El cigarrillo de Calderón se detuvo camino de la boca.
– ¿Qué más crees que se habrá arrepentido de contarle a Zorrita? -preguntó Falcón.
– Me encubrió. Dijo que salí de su piso después del momento en que lo hice. Pensó que me hacía un favor, pero Zorrita tenía todos los horarios, porque se los había proporcionado la compañía de taxis. Fue una estupidez. Y eso me ha perjudicado. Ha dado la impresión de que yo necesitaba ayuda, sobre todo si se combina con el hecho de que los policías me encontraron a orillas del Guadalquivir intentando deshacerme del cadáver de Inés -dijo Calderón, que hizo una pausa, frunció el ceño y fumó concentradamente. Después añadió-: ¿Para qué coño has venido, Javier? ¿Qué te traes entre manos?
– Intento ayudarte -dijo Falcón.
– ¡Venga ya! -dijo Calderón-. ¿Cómo vas a querer ayudar al presunto asesino de tu ex mujer? Sé que Inés y tú ya no estabais muy unidos, pero… aun así…
– Me dijiste que eras inocente. Lo dijiste desde el principio.
– Pero bueno, inspector jefe Javier Falcón, tú sabes muy bien que el asesino siempre tiende a negarlo todo -dijo Calderón.
– Sí -replicó Falcón-. Y no voy a ocultarte que mi investigación sobre lo que ocurrió aquella noche tiene otras motivaciones.
– Claro -dijo Calderón, apoyándose en el respaldo de la silla, paradójicamente satisfecho por esta revelación-. No pensaba que quisieras sacarme del atolladero… sobre todo si has leído la transcripción tantas veces como dices.
– Hay algo que huele muy mal, no te lo voy a negar, Esteban.
– Ni yo -dijo Calderón-. No me importaría retroceder en el tiempo en toda mi relación con Inés.
– Tengo algunas dudas sobre la transcripción -dijo Falcón, intentando evitar una posible caída en la autocompasión-. Entiendo que la primera vez que pegaste a Inés fue cuando descubrió las fotografías de Marisa desnuda en tu cámara digital.
– Estaba intentando descargárselas en su ordenador -dijo Calderón a la defensiva-. Yo no sabía cuáles eran sus intenciones. Vamos, no es sólo que las encontrara, sino que me pareció que pretendía utilizarlas de algún modo.

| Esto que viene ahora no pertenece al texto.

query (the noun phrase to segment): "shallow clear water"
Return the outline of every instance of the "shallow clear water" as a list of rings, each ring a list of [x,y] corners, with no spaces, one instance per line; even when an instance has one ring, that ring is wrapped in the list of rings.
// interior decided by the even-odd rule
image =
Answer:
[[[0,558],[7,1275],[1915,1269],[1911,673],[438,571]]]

– Estoy seguro de que para entonces Inés te conocía muy bien -dijo Falcón-. Así que, ¿por qué dejaste la cámara a la vista? ¿En qué estabas pensando cuando le sacabas fotos a tu amante desnuda?
– Yo no las saqué, fue Marisa… mientras yo dormía. Pero lo hizo con delicadeza. Me dijo que había dejado unos «regalitos» en la cámara -dijo Calderón-. Y no dejé la cámara a la vista. Inés me hurgó en los bolsillos.

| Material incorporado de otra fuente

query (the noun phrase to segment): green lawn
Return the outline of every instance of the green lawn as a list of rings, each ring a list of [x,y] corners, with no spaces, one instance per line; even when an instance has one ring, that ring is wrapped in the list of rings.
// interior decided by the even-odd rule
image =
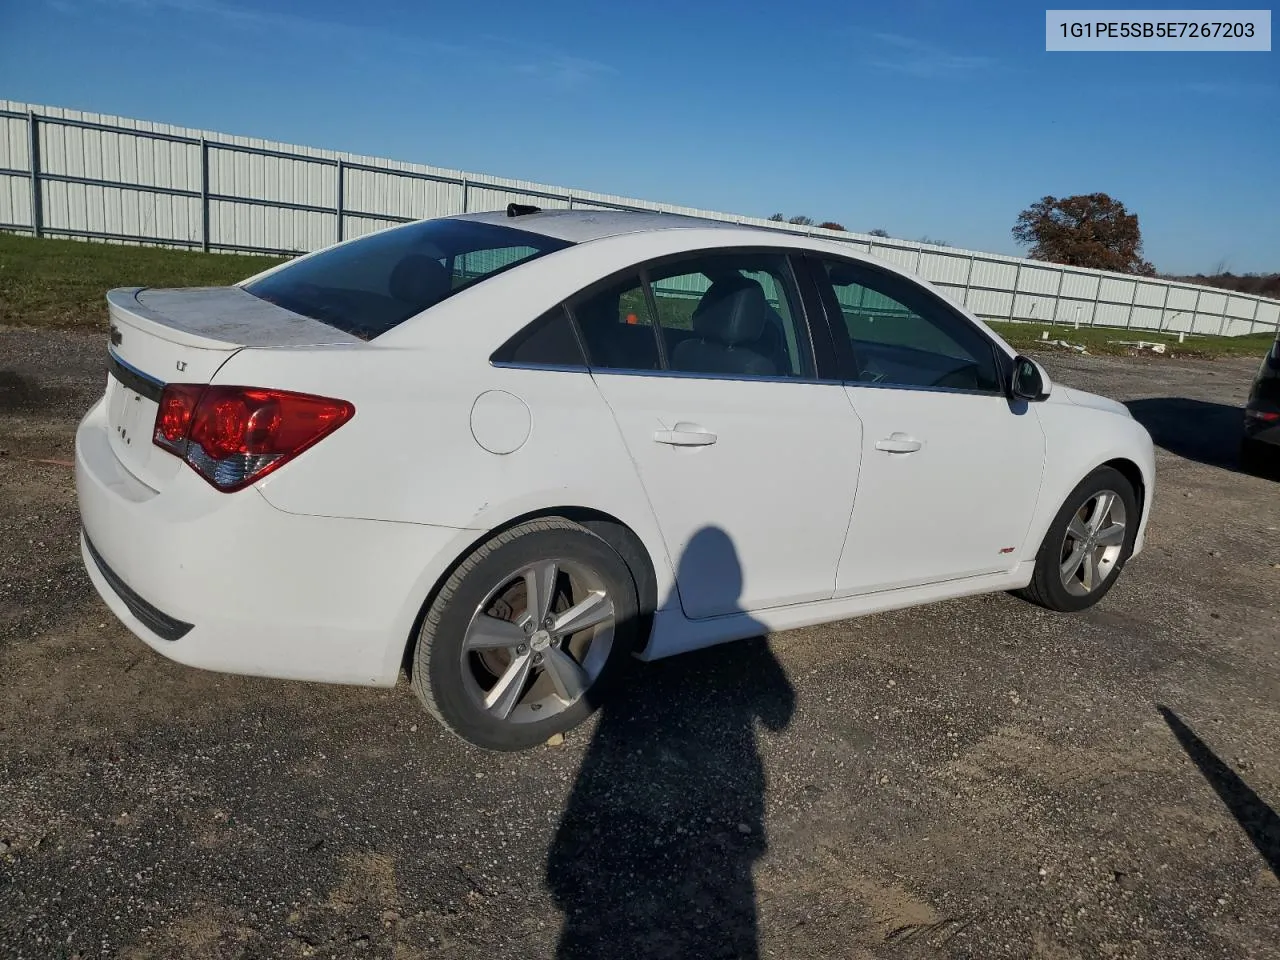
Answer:
[[[112,287],[220,286],[279,262],[0,233],[0,325],[105,327]]]
[[[1010,346],[1019,350],[1034,350],[1041,334],[1049,331],[1050,340],[1065,340],[1067,343],[1083,345],[1089,353],[1123,354],[1131,349],[1124,344],[1114,343],[1116,340],[1130,342],[1143,340],[1147,343],[1163,343],[1166,346],[1165,356],[1182,357],[1257,357],[1261,361],[1263,354],[1275,342],[1276,335],[1271,333],[1252,333],[1241,337],[1188,336],[1185,343],[1178,343],[1178,335],[1154,333],[1149,330],[1124,330],[1116,327],[1081,327],[1052,326],[1044,323],[1001,323],[988,321],[987,325],[1000,334]],[[1061,350],[1062,347],[1046,347],[1046,350]]]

– ¿Y por qué llevabas la cámara cuando la cogió Marisa?
– Saqué unas fotos en una cena de abogados a la que asistí ese mismo día -dijo Calderón-. Era mi coartada, si Inés encontraba la cámara.
– Cosa que sabías que ocurriría.
Calderón asintió, fumó, hizo memoria; algo que hacía con frecuencia últimamente.

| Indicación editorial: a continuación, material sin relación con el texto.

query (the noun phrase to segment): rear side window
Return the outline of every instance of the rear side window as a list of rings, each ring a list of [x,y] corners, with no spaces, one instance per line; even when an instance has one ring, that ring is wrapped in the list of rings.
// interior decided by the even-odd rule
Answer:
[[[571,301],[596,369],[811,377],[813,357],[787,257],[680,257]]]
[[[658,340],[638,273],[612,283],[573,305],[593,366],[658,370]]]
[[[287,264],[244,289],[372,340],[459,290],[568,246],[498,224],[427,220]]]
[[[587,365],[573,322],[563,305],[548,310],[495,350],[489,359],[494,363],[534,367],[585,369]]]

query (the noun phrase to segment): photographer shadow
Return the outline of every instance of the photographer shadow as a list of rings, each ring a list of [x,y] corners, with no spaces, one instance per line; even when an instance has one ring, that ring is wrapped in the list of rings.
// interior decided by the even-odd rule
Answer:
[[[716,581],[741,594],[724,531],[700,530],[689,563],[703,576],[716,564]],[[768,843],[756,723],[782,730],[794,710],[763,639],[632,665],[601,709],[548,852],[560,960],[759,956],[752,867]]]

– Me quedé dormido en casa de Marisa -dijo-. Eran las seis de la mañana y la verdad es que no estaba tan sereno como de costumbre. Aparentemente, Inés estaba dormida. Pero no. Cuando me quedé dormido, se levantó y encontró las fotos.
– Y ésa fue la primera vez que le pegaste -dijo Falcón-. ¿Has pensado un poco en eso desde que estás aquí?
– ¿Vas a ser también mi loquero, Javier?
Falcón le mostró las manos vacías.
– Si no le sacaste tú las fotos a Marisa, y el único motivo por el que llevabas la cámara era el tener una coartada para Inés, ¿cómo es que estaba al alcance de tu amante para que se fotografiase desnuda?
Calderón miró fijamente la pared durante un tiempo hasta que, paulatinamente, empezó a cortar el aire con los dedos del pitillo.
– Me dijo que me había registrado los bolsillos de la americana. Dijo: «Soy de familia burguesa; aunque me rebelo contra ello, me sé todos los trucos» -dijo Calderón-. Siempre te registran los bolsillos. Es lo que hacen las mujeres, Javier. Forma parte de su educación. Son muy exigentes con los detalles.